A resolution tabled in the House of Representatives on Friday said that the Pakistani armed forces committed genocide against ethnic Bengalis and Hindus in Bangladesh in 1971.
Indian-American Congressman Ro Khanna and Congressman Seve Chabot introduced a resolution urging US President Joe Biden to recognize the violence committed in Bangladesh by the Pakistani armed forces in 1971 as genocide.
The resolution called on the Pakistan government to apologise to the people of Bangladesh for its role in such a genocide.

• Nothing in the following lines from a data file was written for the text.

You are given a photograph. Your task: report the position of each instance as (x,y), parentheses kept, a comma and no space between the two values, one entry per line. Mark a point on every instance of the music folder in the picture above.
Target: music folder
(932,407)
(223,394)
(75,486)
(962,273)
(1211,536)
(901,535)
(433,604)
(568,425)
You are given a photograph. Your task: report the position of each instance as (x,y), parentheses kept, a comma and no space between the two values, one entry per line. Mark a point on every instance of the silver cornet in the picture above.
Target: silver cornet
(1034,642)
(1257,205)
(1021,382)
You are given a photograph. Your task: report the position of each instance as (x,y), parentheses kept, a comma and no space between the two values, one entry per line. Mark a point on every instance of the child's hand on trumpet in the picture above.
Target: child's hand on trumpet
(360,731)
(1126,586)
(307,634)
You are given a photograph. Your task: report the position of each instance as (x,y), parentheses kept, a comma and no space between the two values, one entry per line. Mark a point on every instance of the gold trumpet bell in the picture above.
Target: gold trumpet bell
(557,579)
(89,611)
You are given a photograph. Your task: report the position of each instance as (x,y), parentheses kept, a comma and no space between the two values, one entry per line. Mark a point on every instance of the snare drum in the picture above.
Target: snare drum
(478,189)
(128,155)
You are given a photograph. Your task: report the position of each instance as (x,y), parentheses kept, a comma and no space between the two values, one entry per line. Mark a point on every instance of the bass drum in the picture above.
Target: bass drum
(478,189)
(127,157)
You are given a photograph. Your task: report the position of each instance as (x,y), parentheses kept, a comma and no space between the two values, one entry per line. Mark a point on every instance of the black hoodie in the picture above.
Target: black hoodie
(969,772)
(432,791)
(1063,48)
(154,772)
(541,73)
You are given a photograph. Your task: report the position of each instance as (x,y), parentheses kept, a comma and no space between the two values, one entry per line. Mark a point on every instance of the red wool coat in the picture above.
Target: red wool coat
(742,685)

A Republican Party member, Seve Chabot, said in a tweet, “We must not let the years erase the memory of the millions who were massacred. Recognising genocide strengthens the historical record, educates our fellow Americans, and lets would-be perpetrators know such crimes will not be tolerated or forgotten.”
“The Bangladesh Genocide of 1971 must not be forgotten. With help from my Hindu constituents in Ohio’s First District, Ro Khanna and I introduced legislation to recognise that the mass atrocities committed against Bengalis and Hindus, in particular, were indeed a genocide,” Chabot further added.
Khanna, along with Chabot, introduced the first resolution commemorating the 1971 Bengali Genocide in which millions of ethnic Bengalis and Hindus were killed or displaced, tweeted the US Representative from California’s 17th congressional district, Ro Khanna.
“There was a genocide. Millions of people were killed (in 1971) in what is now Bangladesh, and what was then East Pakistan. About 80 per cent of those millions that were killed were Hindus,” Chabot said.
“And it was, in my opinion, a genocide just like other genocides – like the Holocaust – happened. And there were others that have occurred, and this was one that, thus far, hasn’t really been declared by definition. And we are working on this now,” he said.